I felt that my opinions were worthless, my company wasn't wanted, that I was stupid and socially unwanted.
It wasn't true, it was a reflection of my abuse that made me appear that way to myself.
My abusers treated me like shit, so I thought I was shit - right up to my 45th birthday.

Keep going to your therapist, however hard it is. A good therapist wont pass judgement, neither will good friends, they'll accept you for the decent person you surely are.
Be strong
Lloydy

( Dave, I took the duplicate of your origional post off the list just to avoid confusion )
 
Dear Dave:

I too have an anxiety disorder, generalized anxiety disorder or gad for short. Your description of how you feel and react in social situations is much like I do. I agree with Lloydy. Get help for your trouble. And, know that you cannot diagnose yourself, noone can. A good therapist or counselor can help you greatly as one helped me. I have to go my friend. Sincerely,

rafael :)
 
if your looking into medication, there are some that help. Try paxil.

The best thing you can do is take one little step at a time. People are not all bad, it may take a long time and a lot of pain, but if youkeep trying to open up you will find connections with people.
 
Yeah, amen for paxil! Ahem. Anyway, it really helped me a lot. And, yeah, it totally sucks that in order to get help you have to put yourself in that terrible situation. OK, so maybe for other people calling the doctor and making an appointment and seeing if your insurance covers it and finding the office and filling out the forms and talking to the doctor doesn't seem terrible, but as someone who had some serious social anxiety, I know that it is.

I don't know if it helps any, but when I have to make phone calls that make me nervous, I do so underneath my covers. Stupid, perhaps, but it works for me. And just think of all the rewards involved once you get whatever this is treated. I went from being unable to eat in public to...well, OK, so I still don't like eating in public but I can do it, now.
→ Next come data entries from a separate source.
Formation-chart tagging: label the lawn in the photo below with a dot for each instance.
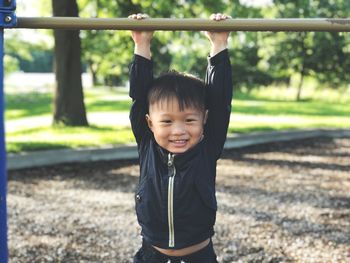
(28, 116)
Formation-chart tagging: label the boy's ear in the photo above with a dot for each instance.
(205, 117)
(149, 122)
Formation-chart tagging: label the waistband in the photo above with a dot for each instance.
(198, 256)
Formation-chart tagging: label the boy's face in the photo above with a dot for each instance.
(175, 130)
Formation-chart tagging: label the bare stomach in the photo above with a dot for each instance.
(183, 251)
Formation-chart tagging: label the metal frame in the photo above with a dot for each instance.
(187, 24)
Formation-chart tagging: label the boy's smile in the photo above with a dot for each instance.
(173, 129)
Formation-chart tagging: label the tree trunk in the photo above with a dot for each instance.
(69, 108)
(303, 58)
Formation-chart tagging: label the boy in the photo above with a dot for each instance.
(180, 125)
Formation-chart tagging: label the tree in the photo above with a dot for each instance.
(69, 108)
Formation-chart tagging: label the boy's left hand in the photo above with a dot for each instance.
(218, 40)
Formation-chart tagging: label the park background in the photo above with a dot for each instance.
(283, 80)
(277, 202)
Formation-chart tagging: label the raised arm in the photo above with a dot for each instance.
(219, 90)
(140, 76)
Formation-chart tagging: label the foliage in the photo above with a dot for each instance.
(258, 58)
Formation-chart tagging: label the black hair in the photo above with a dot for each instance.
(187, 89)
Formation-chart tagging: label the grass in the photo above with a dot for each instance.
(268, 109)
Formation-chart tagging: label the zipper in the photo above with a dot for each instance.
(172, 173)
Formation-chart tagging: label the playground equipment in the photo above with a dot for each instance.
(8, 19)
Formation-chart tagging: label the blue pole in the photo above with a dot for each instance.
(3, 177)
(7, 18)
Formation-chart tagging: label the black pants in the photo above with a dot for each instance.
(148, 254)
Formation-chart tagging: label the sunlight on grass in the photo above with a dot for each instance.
(29, 116)
(67, 137)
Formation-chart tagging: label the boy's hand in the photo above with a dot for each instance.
(142, 39)
(218, 40)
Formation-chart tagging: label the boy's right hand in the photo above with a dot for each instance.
(142, 39)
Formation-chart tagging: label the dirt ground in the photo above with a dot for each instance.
(285, 202)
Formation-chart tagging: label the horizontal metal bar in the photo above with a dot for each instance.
(187, 24)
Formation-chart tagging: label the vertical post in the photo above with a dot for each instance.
(7, 18)
(3, 178)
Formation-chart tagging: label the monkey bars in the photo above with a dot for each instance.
(186, 24)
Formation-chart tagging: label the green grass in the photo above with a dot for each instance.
(262, 110)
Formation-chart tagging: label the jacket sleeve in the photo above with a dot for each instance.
(218, 82)
(140, 77)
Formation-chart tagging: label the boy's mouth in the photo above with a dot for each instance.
(179, 143)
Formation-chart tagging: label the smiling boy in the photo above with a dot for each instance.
(180, 125)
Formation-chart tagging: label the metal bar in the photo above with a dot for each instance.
(3, 178)
(188, 24)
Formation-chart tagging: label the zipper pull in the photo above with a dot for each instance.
(170, 159)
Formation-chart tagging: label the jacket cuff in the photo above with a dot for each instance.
(142, 60)
(218, 58)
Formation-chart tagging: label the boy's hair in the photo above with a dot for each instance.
(187, 89)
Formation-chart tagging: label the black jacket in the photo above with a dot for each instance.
(175, 199)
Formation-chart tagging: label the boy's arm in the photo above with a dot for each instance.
(219, 91)
(141, 77)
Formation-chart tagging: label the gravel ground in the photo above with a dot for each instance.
(285, 202)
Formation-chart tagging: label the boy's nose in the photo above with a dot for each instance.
(179, 129)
If I have to. But I can talk to my neighbors and introduce myself to people and go to the store without being paranoid that everybody who sees me thinks I'm a freak.

I know that people who've never felt social anxiety think these things are no big deal, that it's just shyness or weirdness, but once I got medicated and got into therapy for a couple weeks, it was amazing. I wasn't even convinced that I wasn't just some shy loser, but lo and behold all that fear and anxiety started to peel away and it was like I could breathe for the first time.

Keep your head up, Dave. I know getting help is hard, but it's so worth it.